O alto consumo de fibras em uma dieta à base de plantas também promove o emagrecimento. Um estudo publicado em 2011, por exemplo, comprovou que a cada aumento de dez gramas no consumo de fibra solúvel, o ganho de gordura da barriga diminui em 3,7% em um período de cinco anos. Os alimentos ricos em fibras também aumentam a sensação de saciedade, podendo ajudar no controle da fome.

Como ser um vegetariano estrito?

Para adotar o vegetarianismo estrito é necessário levar em consideração os valores diários necessários de alguns nutrientes. Para se manter saudável na dieta, procure consumir diariamente:

  • Cinco porções variadas de frutas e vegetais;
  • Refeições baseadas em batatas, pão, arroz, massas ou outros carboidratos ricos em amido;
  • Feijões, leguminosas ou outras proteínas; 
  • Nozes ricas em ômega-3;

Suplementação no vegetarianismo estrito

Quando o plano alimentício é baseado nas dependências do organismo, o vegetarianismo estrito é extremamente seguro. Porém, existem alguns cuidados a serem tomados na hora de transicionar para qualquer dieta vegetariana. 
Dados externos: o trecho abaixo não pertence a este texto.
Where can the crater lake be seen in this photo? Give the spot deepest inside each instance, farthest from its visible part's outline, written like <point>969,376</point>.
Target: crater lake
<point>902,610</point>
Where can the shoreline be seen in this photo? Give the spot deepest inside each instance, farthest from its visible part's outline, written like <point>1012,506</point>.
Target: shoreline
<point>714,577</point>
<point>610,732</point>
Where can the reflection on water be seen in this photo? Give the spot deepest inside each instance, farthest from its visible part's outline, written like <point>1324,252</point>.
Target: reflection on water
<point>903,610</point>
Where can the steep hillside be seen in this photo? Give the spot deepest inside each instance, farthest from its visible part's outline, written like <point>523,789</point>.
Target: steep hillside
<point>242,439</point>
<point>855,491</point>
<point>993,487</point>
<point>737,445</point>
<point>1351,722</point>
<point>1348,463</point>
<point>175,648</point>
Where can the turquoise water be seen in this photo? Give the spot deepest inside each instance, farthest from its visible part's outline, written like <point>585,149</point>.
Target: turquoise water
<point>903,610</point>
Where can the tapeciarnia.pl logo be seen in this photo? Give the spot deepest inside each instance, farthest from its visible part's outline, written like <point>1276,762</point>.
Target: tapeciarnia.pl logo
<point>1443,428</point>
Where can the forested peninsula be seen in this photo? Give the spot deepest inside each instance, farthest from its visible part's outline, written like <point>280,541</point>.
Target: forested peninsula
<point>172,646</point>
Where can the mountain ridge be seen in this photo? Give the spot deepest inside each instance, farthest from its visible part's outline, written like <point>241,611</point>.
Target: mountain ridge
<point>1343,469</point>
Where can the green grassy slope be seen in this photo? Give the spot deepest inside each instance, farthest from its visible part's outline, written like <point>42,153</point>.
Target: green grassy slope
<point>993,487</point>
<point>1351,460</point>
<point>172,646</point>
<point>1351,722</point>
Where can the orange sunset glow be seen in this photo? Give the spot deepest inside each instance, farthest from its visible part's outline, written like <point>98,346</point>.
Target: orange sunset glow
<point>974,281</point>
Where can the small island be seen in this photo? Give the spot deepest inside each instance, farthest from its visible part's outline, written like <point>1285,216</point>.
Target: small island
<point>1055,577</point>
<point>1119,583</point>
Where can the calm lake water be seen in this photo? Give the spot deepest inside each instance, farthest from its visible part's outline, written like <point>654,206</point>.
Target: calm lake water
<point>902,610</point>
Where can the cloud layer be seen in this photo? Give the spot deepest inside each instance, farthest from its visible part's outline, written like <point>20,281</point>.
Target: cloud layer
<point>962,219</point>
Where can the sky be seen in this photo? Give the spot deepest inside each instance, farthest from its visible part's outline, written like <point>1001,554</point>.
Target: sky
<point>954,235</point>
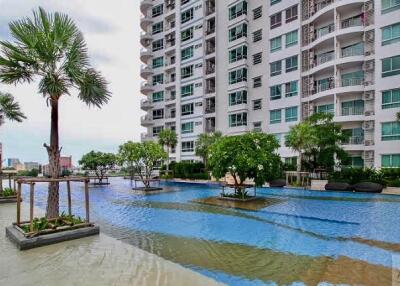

O corte da carne, por exemplo, deve ser compensado com altos níveis de proteína vegetal. Já a vitamina B12, que também é isenta na alimentação vegetariana, deve ser suplementada. 

A suplementação no vegetarianismo estrito deve ser feita com a ajuda de um nutricionista ou outro profissional da saúde e geralmente inclui o consumo de ferro, cálcio, ácido fólico, vitamina B12, vitamina D e ômega-3.